Best AI Customer Support Agent Platforms, Ranked by Resolution and Deployment Fit
We tested five enterprise AI support agent platforms on resolution architecture, action-taking depth, pricing model, helpdesk fit, and governance, using vendor documentation, published customer resolution rates, and third-party benchmarks.

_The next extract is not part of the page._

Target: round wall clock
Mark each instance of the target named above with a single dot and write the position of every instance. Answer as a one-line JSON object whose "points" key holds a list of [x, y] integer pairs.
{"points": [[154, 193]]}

Fin by Intercom is the best all-around pick for teams that want a proven, per-outcome AI agent that sits on top of an existing helpdesk with public, plug-in-to-a-spreadsheet pricing. Sierra is the choice for large enterprises willing to buy a vendor-built, outcome-priced agent for revenue-critical voice and chat workflows. Decagon fits mid-market and enterprise CX teams that want to author agent logic in natural language via AOPs with engineering control underneath. Ada is the incumbent enterprise ACX platform when quote-based procurement and a managed model are the constraint. Lorikeet is the specialist pick for regulated, action-heavy industries where end-to-end resolution and audit trails decide the buy.
The AI customer support agent category has consolidated fast. The 2026 shortlist most CX teams actually run is a handful of AI-native platforms that resolve tickets end-to-end (Fin, Sierra, Decagon, Ada, and a growing set of specialists) sitting on top of, or replacing, a mature helpdesk like Zendesk, Salesforce, or Intercom. What separates them is architectural, not cosmetic: how each one defines a resolution, whether it takes actions or just answers questions, how it prices, and how much helpdesk migration it demands.

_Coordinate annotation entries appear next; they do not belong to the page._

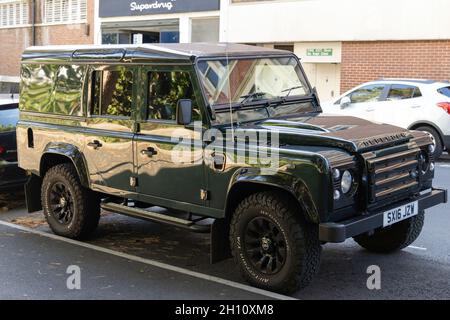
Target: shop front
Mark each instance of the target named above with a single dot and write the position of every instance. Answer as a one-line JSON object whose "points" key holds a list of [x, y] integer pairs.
{"points": [[154, 21]]}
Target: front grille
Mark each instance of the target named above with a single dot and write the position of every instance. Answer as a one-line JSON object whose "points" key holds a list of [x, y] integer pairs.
{"points": [[393, 175]]}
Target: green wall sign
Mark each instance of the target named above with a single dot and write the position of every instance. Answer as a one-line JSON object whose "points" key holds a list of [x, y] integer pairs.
{"points": [[319, 52]]}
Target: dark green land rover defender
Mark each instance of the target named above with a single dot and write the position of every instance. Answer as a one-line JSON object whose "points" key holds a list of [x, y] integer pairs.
{"points": [[220, 138]]}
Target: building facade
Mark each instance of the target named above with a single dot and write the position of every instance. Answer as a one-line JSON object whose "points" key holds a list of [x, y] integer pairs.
{"points": [[343, 43], [25, 23], [152, 21]]}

We evaluated the five platforms most commonly shortlisted in enterprise AI support RFPs. The suite scores each on resolution architecture and published rate, action-taking and workflow depth, pricing transparency and model, helpdesk and channel fit, and governance and compliance. Cost and speed-to-deploy are reported alongside but kept out of the quality score.
Each platform was evaluated against public product documentation, pricing pages, vendor-published customer resolution data, and third-party analyses from May-July 2026. We treat vendor-reported resolution figures as marketing claims unless corroborated by named customer case studies or independent testing, and we weight architectural evidence (what the platform can actually do, where it plugs in, and how it prices) over positioning.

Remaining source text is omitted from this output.